Los usuarios tienen tres alternativas claras: actualizar a Windows 11 de forma gratuita si su hardware es compatible, pagar por el plan de actualizaciones extendidas (ESU) para ganar tiempo con parches de seguridad, o mantener Windows 10 sin soporte asumiendo riesgos, explorando incluso alternativas como Linux. Esta última opción, aunque posible, implica mayor exposición a vulnerabilidades en un entorno tecnológico cada vez más exigente.

Los datos de adopción muestran que Windows 11 crece a un ritmo inferior al de sus predecesores exitosos. A los tres años y diez meses de vida, Windows 10 ya controlaba el 57% del mercado, y Windows 7 alcanzaba un 61% en ese mismo periodo.

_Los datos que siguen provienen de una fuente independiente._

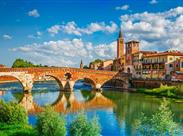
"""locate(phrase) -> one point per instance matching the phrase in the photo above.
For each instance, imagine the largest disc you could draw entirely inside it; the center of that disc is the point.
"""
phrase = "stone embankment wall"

En contraste, Windows 11 se mantiene en torno al 49%. La principal razón, según los analistas, está en los requisitos técnicos como el chip TPM 2.0 y una lista restringida de procesadores, que han dejado fuera a millones de equipos aún funcionales.
Aunque existen métodos no oficiales para instalar Windows 11 en PC no compatibles, los riesgos de seguridad y estabilidad han frenado su adopción. De esta manera, el final de soporte de Windows 10 se acerca con un parque de usuarios mucho más numeroso que en transiciones anteriores. En 2020, por ejemplo, Windows 7 llegó al final de su ciclo con un 27% de cuota, muy por detrás de Windows 10.
En Europa, y particularmente en España, el panorama refleja una resistencia mayor al cambio. Según los últimos datos, Windows 10 mantiene un 53,3% de cuota en el continente y un 54% en territorio español, frente al 43,9% y 42,6% que concentra Windows 11, respectivamente. La situación plantea un escenario complejo, ya que millones de ordenadores quedarán sin soporte oficial en apenas semanas.

El lento ritmo de actualización confirma que no se trata de un rechazo al nuevo sistema por costumbre, sino de un problema estructural ligado al hardware. Para muchos usuarios, el salto a Windows 11 implica la renovación obligatoria de equipos. Así, la despedida de Windows 10 no solo marca el fin de un sistema operativo clave en la última década, sino que también abre un debate sobre la obsolescencia tecnológica y las barreras de acceso a la seguridad digital.